Jerusalem für Frühaufsteher

Touristische Orte entdecke ich gerne abseits der Massen. In den häufigsten Fällen heißt das für mich, früh aufzustehen und vor den Bus- und Besuchergruppen unterwegs zu sein. Dass sich das Ganze richtig lohnt, möchte ich euch am Beispiel Jerusalems zeigen, wo ich mich frühmorgens zum Tempelberg aufgemacht habe.

Denkt man an Jerusalem, denkt man meist an den Felsendom mit seiner goldenen, im Sonnenlicht glänzenden Kuppel. Zwei Tage Aufenthalt hatte unser Sightseeing-Programm in Jerusalem vorgesehen und für mich gehörte ganz selbstverständlich auch der Besuch des Tempelbergs und des dort befindlichen Felsendoms zum Pflichtprogramm mit dazu. Doch diese Überlegung hatte ich wohl ohne unseren Guide aufgestellt, der sich schlichtweg weigerte mit uns diesen Ort aufzusuchen. Lag es daran, dass er als gläubiger Jude diesen sensiblen Platz nicht betreten wollte? Sollten tatsächlich die langen Besucherschlangen bzw. die von ihm aufgeführten, willkürlichen Abweisungen durch muslimisches Sicherheitspersonal die Gründe sein? Ich wusste nicht recht sein Verhalten einzuordnen, alles was ich wusste war, dass ich den Tempelberg und den Felsendom unbedingt auf meiner Reise sehen und erleben wollte.

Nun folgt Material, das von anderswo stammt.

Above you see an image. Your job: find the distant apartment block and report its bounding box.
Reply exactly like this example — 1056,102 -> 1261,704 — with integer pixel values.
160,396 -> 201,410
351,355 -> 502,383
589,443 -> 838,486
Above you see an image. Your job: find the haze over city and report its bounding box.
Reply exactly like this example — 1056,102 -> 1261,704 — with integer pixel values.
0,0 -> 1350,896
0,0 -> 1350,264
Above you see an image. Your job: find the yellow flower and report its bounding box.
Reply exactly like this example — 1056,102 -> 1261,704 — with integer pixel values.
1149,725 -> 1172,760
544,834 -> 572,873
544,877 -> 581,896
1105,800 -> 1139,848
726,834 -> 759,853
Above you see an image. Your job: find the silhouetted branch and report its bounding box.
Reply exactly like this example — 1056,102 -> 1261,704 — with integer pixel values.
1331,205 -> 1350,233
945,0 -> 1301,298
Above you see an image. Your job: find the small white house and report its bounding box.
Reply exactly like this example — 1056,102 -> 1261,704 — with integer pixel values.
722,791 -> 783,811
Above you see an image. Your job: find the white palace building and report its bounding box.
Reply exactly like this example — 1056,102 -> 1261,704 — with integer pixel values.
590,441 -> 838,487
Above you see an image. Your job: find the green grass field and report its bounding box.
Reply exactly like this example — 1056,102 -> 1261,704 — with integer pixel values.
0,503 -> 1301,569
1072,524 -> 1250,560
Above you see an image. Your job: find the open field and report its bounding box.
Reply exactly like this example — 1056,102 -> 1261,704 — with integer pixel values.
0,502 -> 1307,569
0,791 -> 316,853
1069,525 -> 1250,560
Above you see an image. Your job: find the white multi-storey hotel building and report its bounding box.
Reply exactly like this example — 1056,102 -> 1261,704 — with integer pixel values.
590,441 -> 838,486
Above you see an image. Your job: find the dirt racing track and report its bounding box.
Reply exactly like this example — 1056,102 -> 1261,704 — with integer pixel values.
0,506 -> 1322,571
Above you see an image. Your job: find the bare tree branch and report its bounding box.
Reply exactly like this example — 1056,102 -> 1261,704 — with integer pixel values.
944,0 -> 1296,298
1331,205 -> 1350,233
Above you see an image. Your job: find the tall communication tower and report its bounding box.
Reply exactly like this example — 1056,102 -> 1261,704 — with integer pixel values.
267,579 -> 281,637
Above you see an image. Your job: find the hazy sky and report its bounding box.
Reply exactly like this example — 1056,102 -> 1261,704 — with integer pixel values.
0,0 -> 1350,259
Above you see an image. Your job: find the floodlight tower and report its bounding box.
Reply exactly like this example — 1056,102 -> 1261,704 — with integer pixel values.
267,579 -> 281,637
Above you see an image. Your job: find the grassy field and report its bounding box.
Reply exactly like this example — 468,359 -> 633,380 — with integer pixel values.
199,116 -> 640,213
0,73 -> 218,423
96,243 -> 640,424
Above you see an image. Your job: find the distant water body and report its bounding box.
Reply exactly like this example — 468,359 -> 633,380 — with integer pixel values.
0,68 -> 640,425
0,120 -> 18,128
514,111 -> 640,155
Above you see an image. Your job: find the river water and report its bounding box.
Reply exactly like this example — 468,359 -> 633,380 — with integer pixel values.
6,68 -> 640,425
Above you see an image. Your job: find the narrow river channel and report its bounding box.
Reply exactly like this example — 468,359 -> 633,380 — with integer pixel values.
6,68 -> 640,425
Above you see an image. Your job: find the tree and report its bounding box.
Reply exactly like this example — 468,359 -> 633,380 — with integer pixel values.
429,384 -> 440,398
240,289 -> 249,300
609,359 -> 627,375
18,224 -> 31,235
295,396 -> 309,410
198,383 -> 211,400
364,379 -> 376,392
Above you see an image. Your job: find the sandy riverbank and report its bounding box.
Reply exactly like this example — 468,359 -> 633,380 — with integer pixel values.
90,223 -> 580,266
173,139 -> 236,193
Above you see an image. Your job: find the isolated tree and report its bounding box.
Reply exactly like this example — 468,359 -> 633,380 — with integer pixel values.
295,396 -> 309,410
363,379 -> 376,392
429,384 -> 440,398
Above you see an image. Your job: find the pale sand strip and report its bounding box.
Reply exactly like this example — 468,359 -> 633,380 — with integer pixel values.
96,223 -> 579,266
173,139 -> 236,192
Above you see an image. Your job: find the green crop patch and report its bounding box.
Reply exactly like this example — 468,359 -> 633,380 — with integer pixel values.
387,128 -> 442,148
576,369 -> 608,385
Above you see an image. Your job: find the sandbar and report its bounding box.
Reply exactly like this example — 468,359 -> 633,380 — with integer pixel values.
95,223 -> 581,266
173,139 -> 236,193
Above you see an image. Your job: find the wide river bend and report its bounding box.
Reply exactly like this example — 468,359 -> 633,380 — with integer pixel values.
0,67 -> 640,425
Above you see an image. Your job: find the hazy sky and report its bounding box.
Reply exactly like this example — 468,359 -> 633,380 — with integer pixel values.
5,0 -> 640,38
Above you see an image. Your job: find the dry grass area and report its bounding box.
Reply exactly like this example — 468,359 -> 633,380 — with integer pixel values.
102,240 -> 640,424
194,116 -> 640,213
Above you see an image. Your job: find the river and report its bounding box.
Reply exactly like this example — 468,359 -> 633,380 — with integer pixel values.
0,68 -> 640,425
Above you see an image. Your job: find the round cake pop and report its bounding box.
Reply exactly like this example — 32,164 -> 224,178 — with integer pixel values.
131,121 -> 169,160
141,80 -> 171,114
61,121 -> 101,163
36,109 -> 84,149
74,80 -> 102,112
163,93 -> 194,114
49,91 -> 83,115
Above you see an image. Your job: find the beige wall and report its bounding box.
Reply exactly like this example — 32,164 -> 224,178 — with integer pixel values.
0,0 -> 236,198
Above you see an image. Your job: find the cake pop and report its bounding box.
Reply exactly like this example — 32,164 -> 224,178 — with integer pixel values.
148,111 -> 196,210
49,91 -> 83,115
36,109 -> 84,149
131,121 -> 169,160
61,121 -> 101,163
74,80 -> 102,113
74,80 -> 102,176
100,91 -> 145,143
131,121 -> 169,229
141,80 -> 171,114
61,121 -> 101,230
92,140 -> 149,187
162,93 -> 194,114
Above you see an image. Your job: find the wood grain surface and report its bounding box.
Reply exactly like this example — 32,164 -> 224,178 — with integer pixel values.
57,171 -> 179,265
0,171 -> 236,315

Sonnenaufgang über den Dächern Jerusalems.

Sonnenaufgang über den Dächern Jerusalems.

Nervenkitzel

Der Vormittag steht uns zur freien Verfügung und eine Bloggerkollegin und ich beschließen diese Chance am Schopf zu packen und uns frühmorgens auf den Weg in Richtung Felsendom zu machen. Wir wollen es zumindest probiert haben, rechnen – wie von unserem Guide prophezeit – mit langen Schlangen und einer möglichen Abfuhr am Eingang. Und ehrlich gesagt: ein wenig flau ist uns dann doch im Magen, als wir um 7:00 Uhr morgens aufbrechen.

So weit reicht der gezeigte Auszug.